To address these risks, the Ichikawa Group is working as one to propose and provide the optimal combination of our products to meet the high-level needs of our customers at home and abroad. We are also aiming to maximize the capabilities of our customers' paper machine press sections, contributing to "energy-saving, environmentally friendly papermaking" through our products.
Raw Materials
The Ichikawa Group's primary raw materials are petroleum-related. Therefore, raw material costs and procurement may be affected by surges in crude oil prices and production trends in the petrochemical industry.

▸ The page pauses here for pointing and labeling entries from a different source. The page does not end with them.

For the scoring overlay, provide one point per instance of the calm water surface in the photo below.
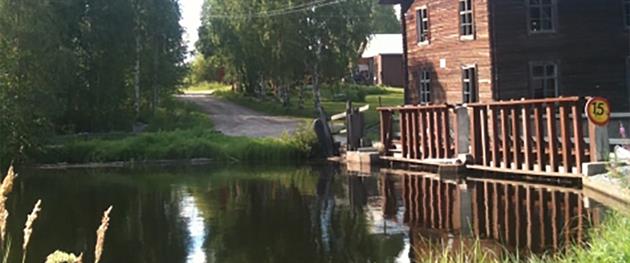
(288, 214)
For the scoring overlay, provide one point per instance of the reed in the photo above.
(100, 235)
(28, 228)
(5, 190)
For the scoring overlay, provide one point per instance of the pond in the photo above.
(287, 214)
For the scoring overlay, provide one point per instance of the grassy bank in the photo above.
(179, 131)
(609, 242)
(333, 100)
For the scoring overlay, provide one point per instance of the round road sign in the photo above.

To mitigate this risk, we are exploring alternative materials and reviewing raw material suppliers both in Japan and internationally to respond flexibly to market fluctuations in raw materials. We apply similar efforts not only to our primary raw materials but also to our secondary materials.
Exchange Rates
The Ichikawa Group's overseas sales ratio was 55.4% in the previous fiscal year and 59.2% in the current fiscal year, exposing us to exchange rate fluctuation risks. For foreign currency-denominated accounts receivable, we use forward exchange contracts to minimize the impact of short-term exchange rate fluctuations. However, significant exchange rate fluctuations over the medium to long term may affect the Group's performance and financial condition.
Additionally, the assets, liabilities, revenues, and expenses of overseas consolidated subsidiaries denominated in local currencies may be affected in terms of their yen-converted value due to the exchange rate at the time of closing.

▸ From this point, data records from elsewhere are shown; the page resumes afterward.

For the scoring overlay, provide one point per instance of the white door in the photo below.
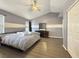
(2, 24)
(73, 31)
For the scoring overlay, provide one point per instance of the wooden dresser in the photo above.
(44, 34)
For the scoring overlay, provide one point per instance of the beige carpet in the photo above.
(45, 48)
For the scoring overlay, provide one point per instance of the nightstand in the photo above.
(44, 34)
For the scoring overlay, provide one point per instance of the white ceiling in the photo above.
(19, 7)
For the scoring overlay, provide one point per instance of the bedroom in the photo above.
(36, 30)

To address these risks, we use forward exchange contracts to minimize short-term impacts for major currencies such as the US dollar and euro. We also hold a portion of our foreign currency sales revenue in foreign currency deposits, anticipating one-time payments for purchasing production equipment from overseas manufacturers.
Interest Rates
As of March 31, 2024, the Ichikawa Group has an interest-bearing debt of 910 million yen. A significant increase in interest rates over the medium to long term could affect the Group's performance.
To address this risk, we will closely monitor the rapidly changing funding environment.
Stock Prices
As of March 31, 2024, the Ichikawa Group holds investment securities worth 5,280 million yen, primarily consisting of marketable stocks of major customers and partner financial institutions. We are exposed to the risk of fluctuations in these stock prices. As of March 31, 2024, we also have unrealized gains of 3,649 million yen, but this figure may change depending on future stock price movements.
To address this risk, our Board of Directors conducts an annual review of each stock holding, examining the purpose of holding, transaction status, impact on our ROE, and whether the benefits and risks of holding are commensurate with the capital cost. As a result, for stocks deemed to have little significance for holding, we will consider reducing our position after thorough discussions with the relevant parties, taking into consideration the impact on our business.
Natural Disasters
Unforeseen natural disasters, such as earthquakes or floods, could cause significant damage to production facilities or infrastructure such as transportation systems, causing manufacturing to be suspended or delayed, significantly impacting our business operations and potentially affecting our ability to secure profits.
To address this risk, we have established a business continuity plan that outlines procedures for immediate recovery response to ensure that all employees can respond quickly and accurately to minimize human casualties and the impact on our operations.
Other Risks
If a global economic slowdown affects our business activities, including our production systems, logistics, and sales activities, it could significantly impact the Group's performance.